Debo encontrar a ese niño. Necesito decirle que esa amenaza que tiene sin dormir a siete mil millones de personas desde hace más de un mes es sólo un grupo de estudio, observadores que deben tomar notas y plantear teorías, como quien observa un camino de hormigas o una placa de Petri al microscopio. Veo al niño cruzando la calle en su bicicleta; su mirada me dice que aún no tiene la respuesta, esa que tengo yo.
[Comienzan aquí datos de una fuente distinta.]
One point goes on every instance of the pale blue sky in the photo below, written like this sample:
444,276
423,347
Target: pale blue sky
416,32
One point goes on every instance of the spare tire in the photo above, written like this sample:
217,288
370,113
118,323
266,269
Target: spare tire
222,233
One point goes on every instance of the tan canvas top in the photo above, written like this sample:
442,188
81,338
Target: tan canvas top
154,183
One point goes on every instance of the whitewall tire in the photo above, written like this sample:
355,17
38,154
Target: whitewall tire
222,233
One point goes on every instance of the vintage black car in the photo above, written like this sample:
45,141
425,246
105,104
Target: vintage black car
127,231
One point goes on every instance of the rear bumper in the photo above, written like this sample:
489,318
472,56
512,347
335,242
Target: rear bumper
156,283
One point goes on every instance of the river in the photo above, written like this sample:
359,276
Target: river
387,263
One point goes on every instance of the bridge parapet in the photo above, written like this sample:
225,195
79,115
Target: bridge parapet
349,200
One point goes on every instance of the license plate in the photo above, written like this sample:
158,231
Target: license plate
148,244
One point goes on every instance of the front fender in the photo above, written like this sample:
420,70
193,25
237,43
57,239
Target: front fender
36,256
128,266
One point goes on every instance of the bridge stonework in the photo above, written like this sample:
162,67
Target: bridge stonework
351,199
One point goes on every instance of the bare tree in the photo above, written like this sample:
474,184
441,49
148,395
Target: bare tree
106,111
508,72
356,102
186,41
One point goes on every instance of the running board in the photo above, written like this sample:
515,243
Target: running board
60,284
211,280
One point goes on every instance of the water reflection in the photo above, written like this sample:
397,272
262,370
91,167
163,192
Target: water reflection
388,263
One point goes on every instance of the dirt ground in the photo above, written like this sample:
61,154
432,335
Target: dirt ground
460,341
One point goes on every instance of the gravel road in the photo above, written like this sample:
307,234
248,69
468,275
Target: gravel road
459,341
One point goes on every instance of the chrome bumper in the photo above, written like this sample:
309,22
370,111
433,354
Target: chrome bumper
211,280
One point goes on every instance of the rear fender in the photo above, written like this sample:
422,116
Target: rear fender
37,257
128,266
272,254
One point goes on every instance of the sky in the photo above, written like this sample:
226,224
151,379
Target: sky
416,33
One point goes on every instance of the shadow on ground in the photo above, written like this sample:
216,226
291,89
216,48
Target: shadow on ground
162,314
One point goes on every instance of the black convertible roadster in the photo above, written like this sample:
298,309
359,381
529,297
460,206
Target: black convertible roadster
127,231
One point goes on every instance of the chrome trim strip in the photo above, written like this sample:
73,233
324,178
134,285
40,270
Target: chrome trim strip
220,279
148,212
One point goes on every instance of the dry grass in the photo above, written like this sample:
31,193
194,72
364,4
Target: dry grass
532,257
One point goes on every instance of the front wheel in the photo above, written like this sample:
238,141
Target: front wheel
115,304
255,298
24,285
Camino hacia él con una sonrisa, y creo que él sabe que yo sé que vamos a estar bien, porque al fin y al cabo qué tan grave es ser observados por un montón de extraterrestres con sus túnicas espaciales.

Estoy a siete, seis pasos. Cinco tal vez, cuando comienzo a hablar, pero el niño no escucha. El estruendo es ensordecedor y el cielo, con la nave imperturbable, se enciende en llamas azules y violetas y el suelo, área de estudio o campo de guerra, se separa en millones de pedazos y ya no es más, nunca más.


Doctores o generales, en ese momento, lo mismo da.